Noh listened, and in a marvelous stretch of golf last month that makes her one of the hottest players in the sport, she delivered on Stone’s prediction.

Her play was so good over three consecutive weeks – victories in the Girls Junior PGA Championship, the U.S. Girls’ Junior Championship and the Canadian Women’s Amateur Championship – even Stone was a bit surprised everything in her game coalesced so well.

“It’s been trending the right way,” said the Alameda, Calif.-based coach, “but three in a row was big.”

Noh’s hot streak, preceded by her second victory in the California Girls’ State Championship in late June, places her at the forefront of players to watch this week in the 118th U.S. Women’s Amateur at The Golf Club of Tennessee, a golfer with momentum after what already has been a summer to remember. She is making her second U.S. Women’s Amateur appearance, having lost in the Round of 64 two years ago to Nasa Hataoka, of Japan, now a young star on the LPGA Tour.

“I’m liking where my game is right now. I’m pretty confident,” Noh said. “This is what I’ve been working toward. Everything is paying off from the hard work and setting my goals high.”
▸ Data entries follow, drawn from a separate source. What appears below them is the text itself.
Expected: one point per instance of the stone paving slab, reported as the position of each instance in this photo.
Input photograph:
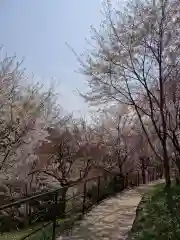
(111, 219)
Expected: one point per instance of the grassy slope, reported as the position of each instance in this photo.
(44, 234)
(158, 215)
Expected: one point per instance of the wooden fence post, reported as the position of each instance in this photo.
(54, 219)
(98, 187)
(84, 198)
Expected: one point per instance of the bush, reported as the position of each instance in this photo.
(158, 215)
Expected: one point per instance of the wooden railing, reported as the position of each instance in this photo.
(49, 214)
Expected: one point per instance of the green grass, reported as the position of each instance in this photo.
(158, 215)
(44, 234)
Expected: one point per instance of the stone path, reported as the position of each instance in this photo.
(112, 218)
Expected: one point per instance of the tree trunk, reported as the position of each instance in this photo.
(143, 170)
(63, 202)
(166, 167)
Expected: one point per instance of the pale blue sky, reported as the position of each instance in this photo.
(38, 30)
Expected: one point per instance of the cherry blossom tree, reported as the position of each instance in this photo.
(135, 52)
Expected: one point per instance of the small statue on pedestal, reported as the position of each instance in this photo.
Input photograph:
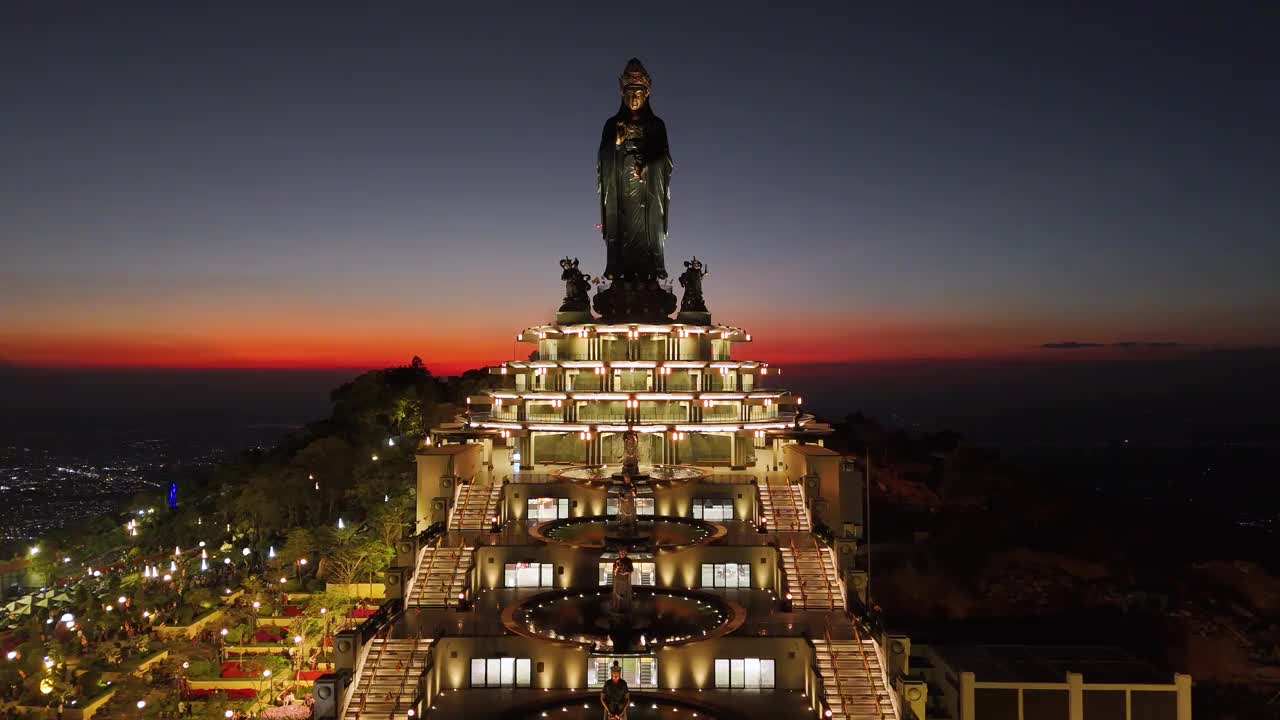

The rising high school senior from Concord, where parents Brian and Kim run a Japanese fusion restaurant – a sushi roll is named for Yealimi, although she prefers cooked seafood – is on a fast career track, with plans to turn professional sometime in 2019. Noh has already earned a spot in next year’s U.S. Women’s Open at the Country Club of Charleston (S.C.) by virtue of her U.S. Girls’ Junior victory, provided she remains an amateur.

“The only way you become the best is to beat the best,” Stone said. “I sat her down and said, if turning pro early is something you want to do, you’ve got to start winning stuff.”

Noh, who turned 17 on July 26, closed out 2017 by winning the Joanne Winter Arizona Silver Belle Championship, a high-caliber event that boasts champions such as five-time major winner and 2004 U.S. Women’s Amateur Public Links champion Yani Tseng and long-hitting Angel Yin, the runner-up in the 2015 U.S. Girls’ Junior. Earlier this season, Noh won the Hana Financial Group Se Ri Pak Junior before starting her summer tear.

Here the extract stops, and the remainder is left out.